None of this is the reason that the game was so telling. It was telling because the attendance was 7,112.

In what was probably the most important game in the Ivy League this season, Harvard couldn’t even draw enough fans to fill a quarter of the stadium—even if you assume that the official figure isn’t inflated, which it often is.

Saturday’s game is the latest demonstration of what has been clear for decades now: Ivy League football is in decline. The fact that Harvard cannot draw 10,000 fans in its most interesting game of the season shows that.

At a certain point, Harvard and the rest of the Ivy League will have to make a choice: compete, or stop pretending to try.

There are a number of fundamental issues in Ivy League regulation that holds the league back, the most significant of which is the mandate not to compete in the FCS playoffs.

Yes, I understand the arguments against participating: Harvard-Yale would not be the last game of the season, it would have a negative impact on academics, and it would go against decades-old tradition, to name a few.

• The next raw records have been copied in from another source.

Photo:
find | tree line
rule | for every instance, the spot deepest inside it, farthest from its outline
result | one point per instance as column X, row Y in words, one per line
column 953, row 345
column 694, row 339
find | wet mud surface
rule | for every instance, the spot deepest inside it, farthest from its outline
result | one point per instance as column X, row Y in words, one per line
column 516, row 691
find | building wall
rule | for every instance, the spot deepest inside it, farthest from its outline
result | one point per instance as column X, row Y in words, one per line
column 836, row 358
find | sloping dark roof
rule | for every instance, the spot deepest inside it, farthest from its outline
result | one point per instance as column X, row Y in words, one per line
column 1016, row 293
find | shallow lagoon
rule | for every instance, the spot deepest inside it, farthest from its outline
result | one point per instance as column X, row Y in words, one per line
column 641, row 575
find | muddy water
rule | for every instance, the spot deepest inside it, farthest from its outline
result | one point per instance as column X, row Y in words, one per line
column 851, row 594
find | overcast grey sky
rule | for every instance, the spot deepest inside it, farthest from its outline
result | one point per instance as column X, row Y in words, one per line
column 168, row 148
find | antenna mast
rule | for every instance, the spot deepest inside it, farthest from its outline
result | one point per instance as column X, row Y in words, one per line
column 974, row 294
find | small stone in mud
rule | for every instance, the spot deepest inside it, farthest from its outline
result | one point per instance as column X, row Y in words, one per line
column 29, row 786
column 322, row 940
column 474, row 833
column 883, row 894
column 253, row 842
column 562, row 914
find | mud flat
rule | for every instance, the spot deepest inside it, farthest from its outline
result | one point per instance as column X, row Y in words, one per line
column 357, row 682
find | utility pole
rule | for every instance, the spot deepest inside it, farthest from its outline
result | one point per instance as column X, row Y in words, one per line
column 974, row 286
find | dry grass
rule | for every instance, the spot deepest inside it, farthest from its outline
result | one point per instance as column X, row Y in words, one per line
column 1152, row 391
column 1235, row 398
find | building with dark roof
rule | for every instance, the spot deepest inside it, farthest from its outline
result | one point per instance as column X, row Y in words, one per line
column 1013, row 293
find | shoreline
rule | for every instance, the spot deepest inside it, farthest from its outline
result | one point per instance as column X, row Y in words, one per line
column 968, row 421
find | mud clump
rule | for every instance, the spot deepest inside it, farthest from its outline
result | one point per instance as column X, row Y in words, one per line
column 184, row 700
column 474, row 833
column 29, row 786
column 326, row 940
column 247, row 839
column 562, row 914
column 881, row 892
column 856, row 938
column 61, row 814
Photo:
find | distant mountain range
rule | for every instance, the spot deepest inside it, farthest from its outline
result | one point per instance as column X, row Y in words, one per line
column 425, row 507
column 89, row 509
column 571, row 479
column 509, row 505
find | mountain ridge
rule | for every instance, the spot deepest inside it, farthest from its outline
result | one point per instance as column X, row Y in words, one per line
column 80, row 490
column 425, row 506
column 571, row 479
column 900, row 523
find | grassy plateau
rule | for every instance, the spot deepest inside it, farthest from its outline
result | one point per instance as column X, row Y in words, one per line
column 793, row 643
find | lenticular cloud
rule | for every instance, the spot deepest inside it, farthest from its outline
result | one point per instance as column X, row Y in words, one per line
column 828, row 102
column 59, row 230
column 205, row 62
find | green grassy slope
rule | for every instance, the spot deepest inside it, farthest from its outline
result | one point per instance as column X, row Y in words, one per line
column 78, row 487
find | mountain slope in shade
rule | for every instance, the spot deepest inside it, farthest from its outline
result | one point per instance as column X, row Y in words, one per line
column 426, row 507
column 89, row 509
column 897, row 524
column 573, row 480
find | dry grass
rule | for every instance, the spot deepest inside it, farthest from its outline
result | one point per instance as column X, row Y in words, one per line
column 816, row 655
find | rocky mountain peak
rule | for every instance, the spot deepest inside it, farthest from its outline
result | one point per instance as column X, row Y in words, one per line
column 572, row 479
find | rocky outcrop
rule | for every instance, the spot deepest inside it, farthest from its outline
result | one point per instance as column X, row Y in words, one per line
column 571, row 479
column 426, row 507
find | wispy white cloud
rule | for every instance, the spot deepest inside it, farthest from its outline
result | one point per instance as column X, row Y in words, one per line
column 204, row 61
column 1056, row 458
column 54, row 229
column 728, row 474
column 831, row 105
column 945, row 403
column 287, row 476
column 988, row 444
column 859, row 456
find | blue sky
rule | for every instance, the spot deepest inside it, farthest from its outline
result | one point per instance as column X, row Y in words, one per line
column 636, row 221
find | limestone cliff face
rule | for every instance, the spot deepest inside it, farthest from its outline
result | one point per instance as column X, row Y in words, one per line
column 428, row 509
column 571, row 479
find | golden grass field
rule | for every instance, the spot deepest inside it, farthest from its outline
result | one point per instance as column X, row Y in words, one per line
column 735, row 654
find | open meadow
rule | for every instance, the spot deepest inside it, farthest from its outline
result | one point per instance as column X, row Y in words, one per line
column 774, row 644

The academic argument would be valid—except for the fact that every other varsity team on Harvard’s campus, and even some club teams, can participate in playoffs outside of the Ivies. And what the basketball program at Harvard has taught us is that there’s a very simple recipe for generating interest in a specific sport on campus: win, and compete nationally.

At this point, tradition is the only thing holding the league together. And the Ivy League’s inability (or at least lack of desire) to adapt has driven interest in Ancient Eight football to a low, even as Harvard fields one of its best teams in recent memory.

There are a few short-term solutions that would drive interest in Harvard football. In an interview last year with The Crimson, coach Tim Murphy said that the team would be interested in playing schools like Army, Navy, or Duke.

That’s a start, at least for the Crimson, but I think the program should aim higher. In a weird way, the program would do itself a service by inviting an FBS team to Harvard Stadium, selling 25,000 tickets, and getting killed (whether that’s good for Harvard competitively is a different question). Men’s basketball generated a lot of interest leading up to a game against Michigan at Lavietes in 2007, and the Crimson even managed to pull off a major upset over the Wolverines.

Even if this works, it’s a one-and-done deal that does not do much for the league as a whole. Then there are the gimmicky solutions, like playing the Harvard-Yale game in New York City. But that’s a short-term solution too.

Ultimately, the only real answer is participating in the FCS playoffs. At the moment, from the perspective of would-be casual fans, the teams aren’t playing for anything. Sure, you can argue that there’s pride, or honor, or tradition, but those rewards only draws the most loyal fan base, and an aging one at that.

Fans—and in particular, students—need to see that the team is playing for something more tangible. Participation in the FCS postseason can be that something.

In my brief career covering the football team, I’ve discussed the topic of Ivy participation in the postseason with a wide range of individuals everywhere from press boxes to offices to bars. The weird thing is that everyone seems to agree that they want it and that it’s necessary.

They also agree that there would be a lot of resistance, and they don’t know how it could happen. I don’t have the answer to that question either.

But something has to change, because at the moment, Harvard students are only interested in Ivy League football when it means waking up to find three unknown Yalies on their common-room floor, drinking themselves into oblivion by 11 a.m., and passing out in the Harvard Stadium bleachers sometime in the middle of the third quarter.

But hey, at least that’s tradition, right?